If Biden actually believes that a diplomatic meeting will result in a softer and kinder Putin, he is sorely mistaken. We know that he and Putin will discuss extending the New START treaty, despite years-long habitual Russian cheating on arms deals with the US. The Biden Administration also announced plans to discuss Russian human rights abuses during the summit, an area unlikely to change anytime soon. Putin may feign a reconciliatory stance to gain whatever concessions he can from Biden. But why should Putin alter his subversive behavior when he believes he is winning?
In light of Russia’s USAID hack, it would be far more prudent for Biden to cancel the summit and focus instead on hardening American cyber defenses, enhancing our own offensive cyber capabilities to respond to Russian cyber-attacks, and increasing the pressure on Putin’s regime more generally.
Unless the pain inflicted on Putin exceeds his perceived gains from fomenting chaos and undermining the international order, there is no reason for him to stop misbehaving. Biden’s dialogue-fixes-all approach has never worked on Russia and won’t work now. As other adversaries watch, Biden’s overreliance on words will only invite further foreign aggression.
Assuming the Geneva meeting goes ahead, what should Biden tell Putin?
It starts by Biden controlling the conversation and deciding to play hardball. Pleasantries will not do. Start and end with a listing of the wide array of Russia’s cyber misdeeds. Biden should categorically state that the U.S. will not tolerate Russian interference in America’s cyber networks and will respond with asymmetrical force when its networks are threatened. The cyber intrusions must end immediately. Hard stop. Any and all other issues become secondary, yet the US should make no concessions.

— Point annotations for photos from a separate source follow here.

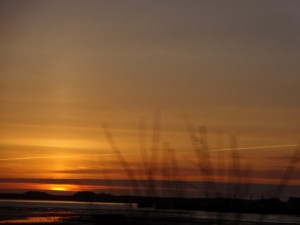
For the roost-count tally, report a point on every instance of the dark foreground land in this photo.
(234, 205)
(146, 210)
(38, 216)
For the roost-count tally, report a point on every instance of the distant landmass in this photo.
(262, 206)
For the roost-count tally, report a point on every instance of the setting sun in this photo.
(59, 188)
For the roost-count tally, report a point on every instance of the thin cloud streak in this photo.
(54, 157)
(256, 147)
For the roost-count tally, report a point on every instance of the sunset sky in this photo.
(143, 67)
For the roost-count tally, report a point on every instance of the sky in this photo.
(95, 92)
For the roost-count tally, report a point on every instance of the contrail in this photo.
(250, 148)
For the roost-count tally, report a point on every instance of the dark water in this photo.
(60, 212)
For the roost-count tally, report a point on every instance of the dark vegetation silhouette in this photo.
(235, 197)
(226, 184)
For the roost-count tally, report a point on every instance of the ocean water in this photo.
(29, 211)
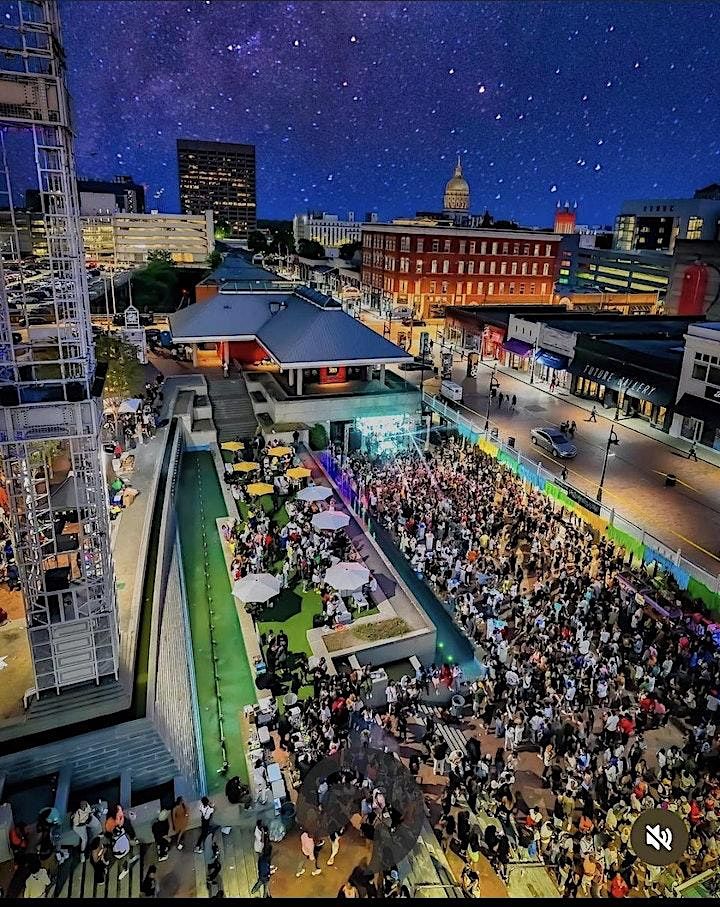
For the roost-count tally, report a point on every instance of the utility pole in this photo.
(613, 440)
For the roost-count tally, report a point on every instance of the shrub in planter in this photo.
(317, 437)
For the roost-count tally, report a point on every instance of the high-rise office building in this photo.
(218, 176)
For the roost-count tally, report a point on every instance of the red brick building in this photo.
(427, 267)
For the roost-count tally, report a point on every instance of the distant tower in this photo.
(457, 192)
(565, 218)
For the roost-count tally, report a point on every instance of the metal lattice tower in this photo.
(49, 385)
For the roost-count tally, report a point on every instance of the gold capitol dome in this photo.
(457, 191)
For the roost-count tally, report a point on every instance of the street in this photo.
(685, 517)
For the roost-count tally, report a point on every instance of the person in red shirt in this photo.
(618, 887)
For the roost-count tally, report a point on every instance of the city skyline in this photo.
(333, 97)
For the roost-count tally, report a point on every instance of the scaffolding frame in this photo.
(49, 383)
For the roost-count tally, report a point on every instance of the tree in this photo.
(257, 242)
(348, 250)
(310, 248)
(159, 255)
(125, 375)
(155, 287)
(317, 437)
(214, 259)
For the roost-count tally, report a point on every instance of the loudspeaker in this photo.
(9, 395)
(75, 392)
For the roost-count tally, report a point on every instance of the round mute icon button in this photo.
(659, 837)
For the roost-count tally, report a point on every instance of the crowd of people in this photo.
(571, 669)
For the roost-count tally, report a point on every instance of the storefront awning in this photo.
(708, 411)
(517, 347)
(634, 382)
(552, 360)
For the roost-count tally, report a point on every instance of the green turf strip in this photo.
(237, 687)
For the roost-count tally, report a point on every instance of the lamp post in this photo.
(612, 441)
(494, 385)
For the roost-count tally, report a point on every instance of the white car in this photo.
(554, 441)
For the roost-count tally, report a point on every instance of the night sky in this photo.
(364, 105)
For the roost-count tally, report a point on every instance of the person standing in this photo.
(148, 886)
(264, 872)
(180, 817)
(309, 852)
(207, 810)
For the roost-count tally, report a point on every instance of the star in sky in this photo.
(365, 105)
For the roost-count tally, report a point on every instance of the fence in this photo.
(642, 545)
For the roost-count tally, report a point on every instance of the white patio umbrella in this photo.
(330, 519)
(314, 493)
(257, 587)
(347, 576)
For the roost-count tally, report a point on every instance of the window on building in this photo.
(695, 225)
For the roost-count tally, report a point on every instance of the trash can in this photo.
(287, 814)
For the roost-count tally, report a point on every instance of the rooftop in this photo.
(309, 330)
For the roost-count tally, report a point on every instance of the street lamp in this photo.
(612, 440)
(494, 385)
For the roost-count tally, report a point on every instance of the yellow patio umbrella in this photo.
(256, 489)
(245, 466)
(298, 472)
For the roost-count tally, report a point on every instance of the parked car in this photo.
(554, 441)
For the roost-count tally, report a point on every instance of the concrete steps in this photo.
(232, 408)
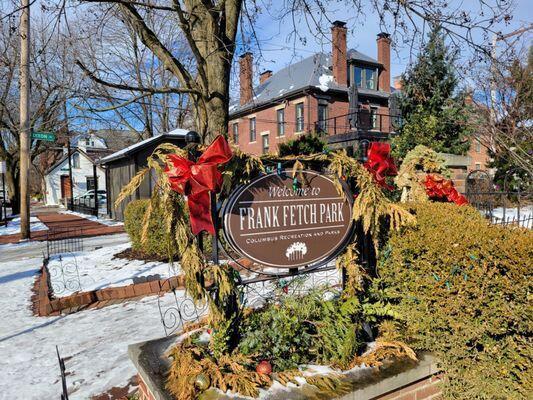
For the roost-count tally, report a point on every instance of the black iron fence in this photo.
(64, 240)
(83, 205)
(361, 120)
(504, 207)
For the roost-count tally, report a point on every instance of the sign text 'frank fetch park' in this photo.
(279, 222)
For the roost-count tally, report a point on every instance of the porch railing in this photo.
(361, 120)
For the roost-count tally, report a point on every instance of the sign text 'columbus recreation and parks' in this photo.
(278, 224)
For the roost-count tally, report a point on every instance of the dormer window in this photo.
(365, 77)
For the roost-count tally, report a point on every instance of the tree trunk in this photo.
(13, 187)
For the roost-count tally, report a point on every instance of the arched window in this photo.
(76, 160)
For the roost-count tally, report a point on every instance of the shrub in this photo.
(304, 145)
(303, 329)
(159, 243)
(463, 290)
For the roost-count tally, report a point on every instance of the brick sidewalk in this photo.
(65, 221)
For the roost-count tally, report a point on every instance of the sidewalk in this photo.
(54, 220)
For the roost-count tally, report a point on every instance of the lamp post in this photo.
(363, 150)
(192, 139)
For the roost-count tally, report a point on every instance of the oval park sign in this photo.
(279, 222)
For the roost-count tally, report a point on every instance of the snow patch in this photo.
(97, 269)
(93, 342)
(13, 226)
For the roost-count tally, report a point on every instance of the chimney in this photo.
(265, 75)
(397, 82)
(340, 63)
(384, 59)
(245, 77)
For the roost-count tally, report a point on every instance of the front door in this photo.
(66, 187)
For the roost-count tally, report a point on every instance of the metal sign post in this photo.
(3, 170)
(46, 136)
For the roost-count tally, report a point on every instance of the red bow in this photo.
(380, 163)
(443, 189)
(197, 179)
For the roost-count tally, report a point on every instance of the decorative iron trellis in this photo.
(64, 240)
(265, 286)
(181, 311)
(64, 275)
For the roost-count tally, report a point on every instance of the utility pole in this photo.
(25, 119)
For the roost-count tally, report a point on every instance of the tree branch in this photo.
(121, 86)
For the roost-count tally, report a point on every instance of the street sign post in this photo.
(46, 136)
(3, 170)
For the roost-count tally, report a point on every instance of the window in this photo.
(266, 143)
(90, 182)
(300, 117)
(76, 160)
(281, 121)
(322, 116)
(374, 117)
(235, 128)
(252, 130)
(370, 78)
(366, 78)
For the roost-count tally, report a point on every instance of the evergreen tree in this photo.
(434, 110)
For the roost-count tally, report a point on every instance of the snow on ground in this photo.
(104, 221)
(97, 269)
(94, 342)
(13, 226)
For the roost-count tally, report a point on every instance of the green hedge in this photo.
(463, 290)
(159, 243)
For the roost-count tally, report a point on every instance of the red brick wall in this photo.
(428, 388)
(481, 157)
(266, 124)
(384, 43)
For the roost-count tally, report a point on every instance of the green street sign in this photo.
(47, 136)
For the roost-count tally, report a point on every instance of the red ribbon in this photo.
(197, 179)
(380, 163)
(438, 188)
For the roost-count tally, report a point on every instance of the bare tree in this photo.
(112, 47)
(51, 84)
(210, 28)
(504, 107)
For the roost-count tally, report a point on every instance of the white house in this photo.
(86, 150)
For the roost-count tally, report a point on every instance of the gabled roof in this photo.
(313, 72)
(65, 157)
(358, 56)
(176, 133)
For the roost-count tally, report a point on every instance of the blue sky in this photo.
(279, 48)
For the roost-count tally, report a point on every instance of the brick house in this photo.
(313, 95)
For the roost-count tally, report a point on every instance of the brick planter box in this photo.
(44, 303)
(403, 380)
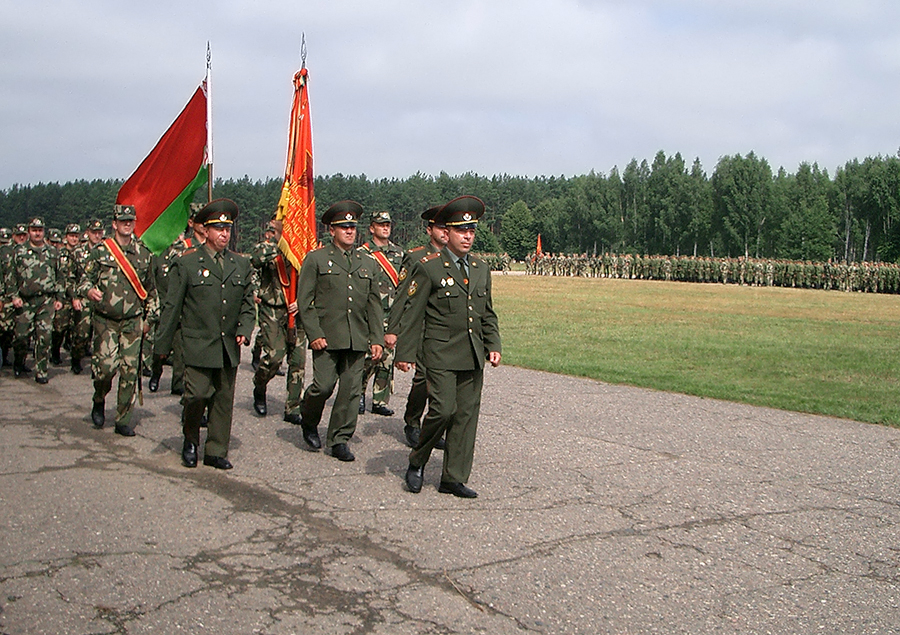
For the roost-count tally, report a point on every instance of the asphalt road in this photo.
(601, 509)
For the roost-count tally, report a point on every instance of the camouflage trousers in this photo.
(383, 384)
(34, 320)
(117, 346)
(272, 338)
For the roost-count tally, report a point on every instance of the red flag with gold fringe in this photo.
(297, 205)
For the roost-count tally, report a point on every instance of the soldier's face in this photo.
(459, 241)
(36, 236)
(218, 237)
(438, 235)
(381, 231)
(344, 236)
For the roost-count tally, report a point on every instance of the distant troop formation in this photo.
(870, 277)
(362, 310)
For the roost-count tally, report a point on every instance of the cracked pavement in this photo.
(601, 509)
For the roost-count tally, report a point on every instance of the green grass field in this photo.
(823, 352)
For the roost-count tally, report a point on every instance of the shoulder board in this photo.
(429, 257)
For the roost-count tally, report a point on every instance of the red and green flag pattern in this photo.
(163, 186)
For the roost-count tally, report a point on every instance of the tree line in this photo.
(659, 207)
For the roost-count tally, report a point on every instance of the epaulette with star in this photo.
(431, 256)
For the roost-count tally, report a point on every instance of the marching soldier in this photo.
(211, 297)
(450, 315)
(341, 312)
(418, 391)
(118, 283)
(36, 290)
(392, 261)
(277, 281)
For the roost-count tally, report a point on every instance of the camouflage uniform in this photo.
(118, 320)
(34, 278)
(6, 311)
(272, 316)
(383, 369)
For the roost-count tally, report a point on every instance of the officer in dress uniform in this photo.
(450, 315)
(340, 309)
(211, 296)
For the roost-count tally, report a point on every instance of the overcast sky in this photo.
(523, 87)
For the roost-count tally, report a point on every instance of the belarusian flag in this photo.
(297, 206)
(163, 186)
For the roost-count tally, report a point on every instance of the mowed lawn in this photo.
(823, 352)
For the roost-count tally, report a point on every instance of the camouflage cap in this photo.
(342, 213)
(381, 217)
(124, 213)
(428, 214)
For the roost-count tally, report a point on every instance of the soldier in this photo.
(211, 296)
(277, 283)
(341, 312)
(418, 392)
(65, 319)
(450, 315)
(391, 260)
(7, 312)
(36, 290)
(118, 282)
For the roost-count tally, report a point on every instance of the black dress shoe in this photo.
(415, 476)
(457, 489)
(311, 436)
(218, 462)
(341, 452)
(259, 401)
(98, 417)
(189, 454)
(293, 419)
(412, 436)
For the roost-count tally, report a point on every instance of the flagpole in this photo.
(209, 155)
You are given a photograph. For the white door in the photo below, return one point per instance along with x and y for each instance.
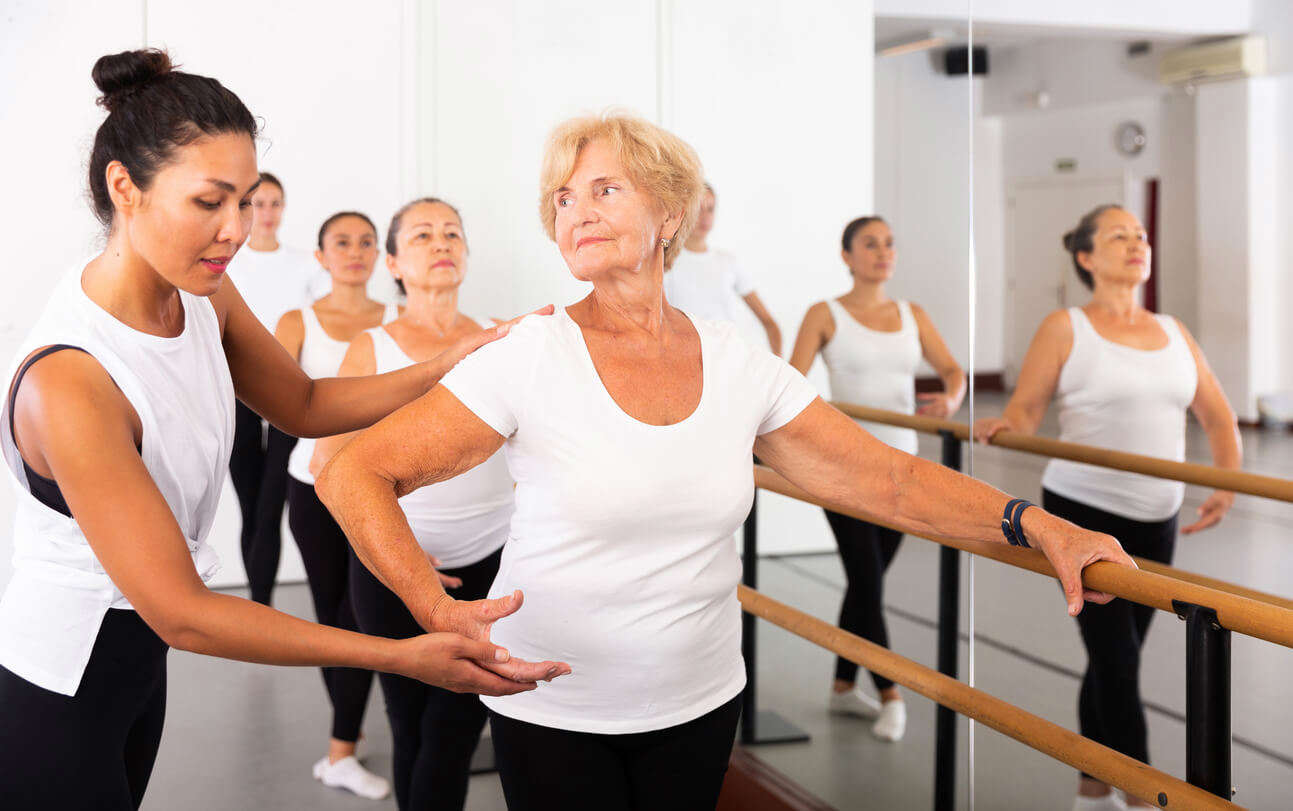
(1040, 274)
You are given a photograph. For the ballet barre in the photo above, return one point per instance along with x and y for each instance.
(1188, 472)
(1112, 767)
(1212, 608)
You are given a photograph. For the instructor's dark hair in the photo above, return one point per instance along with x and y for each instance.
(397, 221)
(856, 225)
(341, 215)
(153, 110)
(1081, 239)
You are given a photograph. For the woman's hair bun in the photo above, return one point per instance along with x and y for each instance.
(118, 75)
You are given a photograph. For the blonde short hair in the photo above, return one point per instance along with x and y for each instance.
(657, 161)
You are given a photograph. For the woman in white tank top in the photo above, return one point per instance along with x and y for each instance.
(873, 346)
(1124, 378)
(460, 524)
(317, 338)
(117, 432)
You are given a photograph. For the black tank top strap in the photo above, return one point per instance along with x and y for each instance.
(44, 489)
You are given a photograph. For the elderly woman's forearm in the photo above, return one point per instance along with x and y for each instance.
(367, 510)
(934, 499)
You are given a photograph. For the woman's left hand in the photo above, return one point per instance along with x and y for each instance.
(934, 404)
(1212, 511)
(466, 346)
(1069, 550)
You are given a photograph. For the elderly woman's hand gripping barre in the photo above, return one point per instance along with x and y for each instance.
(829, 455)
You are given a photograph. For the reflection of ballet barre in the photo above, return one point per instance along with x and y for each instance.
(1238, 481)
(1106, 765)
(1266, 616)
(1212, 608)
(1210, 615)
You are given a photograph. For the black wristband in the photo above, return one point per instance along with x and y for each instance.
(1011, 524)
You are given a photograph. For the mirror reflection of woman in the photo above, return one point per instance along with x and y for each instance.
(1124, 379)
(317, 336)
(460, 524)
(707, 282)
(873, 346)
(273, 278)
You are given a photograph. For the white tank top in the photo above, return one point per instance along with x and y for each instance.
(1125, 399)
(321, 357)
(876, 369)
(181, 389)
(467, 518)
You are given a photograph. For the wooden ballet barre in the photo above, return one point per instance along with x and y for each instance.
(1188, 472)
(1103, 763)
(1265, 618)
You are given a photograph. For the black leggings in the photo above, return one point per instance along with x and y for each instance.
(435, 731)
(679, 768)
(93, 750)
(257, 468)
(866, 552)
(326, 555)
(1108, 708)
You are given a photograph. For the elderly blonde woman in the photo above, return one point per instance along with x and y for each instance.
(629, 430)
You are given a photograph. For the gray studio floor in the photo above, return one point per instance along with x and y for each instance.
(242, 736)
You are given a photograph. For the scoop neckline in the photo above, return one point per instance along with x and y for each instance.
(854, 318)
(590, 366)
(1113, 343)
(163, 342)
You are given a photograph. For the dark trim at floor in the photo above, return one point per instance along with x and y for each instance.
(1166, 712)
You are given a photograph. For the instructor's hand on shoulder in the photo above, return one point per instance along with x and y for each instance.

Unfortunately, the approach taken by Biden thus far does not inspire the confidence needed for a productive tough face-to-face conversation with Putin. If Biden wants to stand up to Putin, he must be prepared to back up his words with decisive actions. This president has a weak record of standing behind his rhetoric which ultimately emboldens not only Putin but all of America’s adversaries.